Les ombres peuvent servir la crainte qui s’empare de Marji . Par ex : l’adolescente interceptée par deux
extrémistes au moment où elle achète une cassette d’Iron Maiden : le noir des tenues envahit l’écran, menaçant
d’étouffer l’enfant. Ces femmes ressemblent à des serpents qui menacent Marji.
Références
Le générique propose un décor qui s’inspire des miniatures personne (architecture, jardin, mer,
montagne, fleurs…)
Expressionnisme : Marjane Satrapi rejoint l’esthétisme de l’expressionnisme, s’amusant dès lors à
baptiser son œuvre Persépolis, un clin d’œil à Métropolis (Fritz Lang, 1927).
Le Cabinet du Docteur Caligari de Robert Wiene ou Nosfetaru de Murnau pour le travail sur l’ombre
La scène où Marji découvre horrifiée une main qui dépasse des décombres de l’immeuble voisin est une
citation au Cri de Much (1893)
Persépolis se caractérise, comme les films expressionnistes, par l’emploi d’un système plastique très
précis, par l’exacerbation des formes, de manière moins torturée que chez les Allemands mais
cependant très forte. L’auteur emprunte à l’expressionnisme allemand les décors aux perspectives
faussées, le travail des ombres, l’usage des ouvertures et fermeture à l’iris
Mise en abime :
A l’intérieur de Persépolis, Marji regarde un serie TV (l’inspecteur Derrick) et Marji et sa grand-mère vont voir au
cinéma Godzilla.
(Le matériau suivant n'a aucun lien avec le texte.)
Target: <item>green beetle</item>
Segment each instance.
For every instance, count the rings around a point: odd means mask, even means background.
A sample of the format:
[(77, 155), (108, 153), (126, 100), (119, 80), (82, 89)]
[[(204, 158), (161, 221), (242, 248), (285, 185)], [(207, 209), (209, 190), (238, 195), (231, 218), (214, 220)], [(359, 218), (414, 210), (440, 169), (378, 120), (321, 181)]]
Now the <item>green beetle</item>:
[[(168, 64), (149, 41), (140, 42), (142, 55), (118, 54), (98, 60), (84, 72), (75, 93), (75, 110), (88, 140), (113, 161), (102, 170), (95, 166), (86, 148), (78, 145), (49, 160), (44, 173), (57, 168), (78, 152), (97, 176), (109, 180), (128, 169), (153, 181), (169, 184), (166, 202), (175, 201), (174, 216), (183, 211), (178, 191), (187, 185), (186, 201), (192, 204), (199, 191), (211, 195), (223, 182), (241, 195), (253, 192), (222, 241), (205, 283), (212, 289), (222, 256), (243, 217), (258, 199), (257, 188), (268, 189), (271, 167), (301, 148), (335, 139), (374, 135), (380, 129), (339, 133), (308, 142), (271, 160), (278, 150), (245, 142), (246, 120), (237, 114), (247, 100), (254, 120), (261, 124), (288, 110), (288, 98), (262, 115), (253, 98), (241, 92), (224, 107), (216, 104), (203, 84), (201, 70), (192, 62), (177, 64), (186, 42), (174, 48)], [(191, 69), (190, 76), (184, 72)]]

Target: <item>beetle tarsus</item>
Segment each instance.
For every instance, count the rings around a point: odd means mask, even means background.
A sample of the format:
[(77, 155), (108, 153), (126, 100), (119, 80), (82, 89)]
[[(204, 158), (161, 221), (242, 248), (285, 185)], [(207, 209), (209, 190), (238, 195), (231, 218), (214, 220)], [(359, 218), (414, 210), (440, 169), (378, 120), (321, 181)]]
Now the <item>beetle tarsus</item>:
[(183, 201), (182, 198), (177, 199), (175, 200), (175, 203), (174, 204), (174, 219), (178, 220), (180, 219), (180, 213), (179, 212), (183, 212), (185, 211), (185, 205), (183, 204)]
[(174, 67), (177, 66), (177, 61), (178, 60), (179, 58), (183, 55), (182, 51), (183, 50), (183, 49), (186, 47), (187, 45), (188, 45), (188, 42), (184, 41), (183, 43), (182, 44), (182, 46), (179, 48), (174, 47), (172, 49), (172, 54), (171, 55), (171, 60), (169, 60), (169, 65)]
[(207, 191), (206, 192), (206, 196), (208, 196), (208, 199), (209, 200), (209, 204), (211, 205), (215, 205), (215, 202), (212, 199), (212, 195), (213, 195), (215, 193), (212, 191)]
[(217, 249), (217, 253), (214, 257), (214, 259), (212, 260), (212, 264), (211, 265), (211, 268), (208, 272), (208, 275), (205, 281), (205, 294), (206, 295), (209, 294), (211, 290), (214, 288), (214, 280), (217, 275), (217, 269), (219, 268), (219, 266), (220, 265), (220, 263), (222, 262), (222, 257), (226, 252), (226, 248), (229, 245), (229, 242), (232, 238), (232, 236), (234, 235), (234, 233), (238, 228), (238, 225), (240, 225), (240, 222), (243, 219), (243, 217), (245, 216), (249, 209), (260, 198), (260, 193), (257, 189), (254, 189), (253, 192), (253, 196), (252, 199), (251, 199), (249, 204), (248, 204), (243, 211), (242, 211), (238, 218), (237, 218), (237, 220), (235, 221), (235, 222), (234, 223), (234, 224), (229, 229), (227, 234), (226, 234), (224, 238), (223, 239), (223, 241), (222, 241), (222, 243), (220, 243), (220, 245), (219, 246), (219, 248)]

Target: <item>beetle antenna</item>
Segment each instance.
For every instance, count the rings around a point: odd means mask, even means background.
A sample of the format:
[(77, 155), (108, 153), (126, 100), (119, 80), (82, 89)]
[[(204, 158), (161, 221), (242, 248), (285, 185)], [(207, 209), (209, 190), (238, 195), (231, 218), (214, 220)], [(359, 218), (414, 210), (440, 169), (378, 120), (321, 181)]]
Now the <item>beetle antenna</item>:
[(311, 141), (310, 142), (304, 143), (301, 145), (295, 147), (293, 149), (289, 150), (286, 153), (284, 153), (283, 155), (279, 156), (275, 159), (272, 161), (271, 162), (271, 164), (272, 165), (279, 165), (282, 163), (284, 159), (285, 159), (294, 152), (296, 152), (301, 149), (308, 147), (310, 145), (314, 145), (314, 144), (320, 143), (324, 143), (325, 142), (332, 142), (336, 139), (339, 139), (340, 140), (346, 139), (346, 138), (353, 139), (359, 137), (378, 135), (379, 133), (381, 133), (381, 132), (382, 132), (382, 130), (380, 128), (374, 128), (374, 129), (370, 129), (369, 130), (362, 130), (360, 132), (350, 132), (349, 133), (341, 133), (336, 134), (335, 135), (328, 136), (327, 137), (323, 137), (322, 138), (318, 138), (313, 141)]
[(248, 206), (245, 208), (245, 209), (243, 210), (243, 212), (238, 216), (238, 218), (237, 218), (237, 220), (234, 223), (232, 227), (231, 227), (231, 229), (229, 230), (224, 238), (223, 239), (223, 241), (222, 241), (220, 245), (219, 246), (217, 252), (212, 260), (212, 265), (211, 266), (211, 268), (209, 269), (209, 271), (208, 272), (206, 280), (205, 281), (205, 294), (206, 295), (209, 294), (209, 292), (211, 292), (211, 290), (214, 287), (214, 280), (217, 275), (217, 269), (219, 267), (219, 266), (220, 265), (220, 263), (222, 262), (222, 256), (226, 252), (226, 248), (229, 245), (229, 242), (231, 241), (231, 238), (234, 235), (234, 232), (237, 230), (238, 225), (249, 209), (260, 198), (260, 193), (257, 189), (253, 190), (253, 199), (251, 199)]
Godzilla est le monstre fabriqué par Tomoyuki au sortir de la 2e guerre mondiale, né de la peur
des essais nucléaires. Les plans de destruction de Tokyo dans Godzilla rappellent ceux de Téhéran
Le tombeau des lucioles
Il y a dans Persépolis une volonté de montrer les choses dans leur dureté que l’on peut rapprocher en partie de
celle de Takahata. Dans une des scènes dramatiques, Marjane reconnaît la main de son amie dans des
décombres, grâce à son bracelet, mais les réalisateurs ne s’appesantissent pas sur cette image tandis que dans Le
Tombeau des lucioles (1988) Takahata nous force à voir les horreurs de la guerre, ses effets les plus pénibles.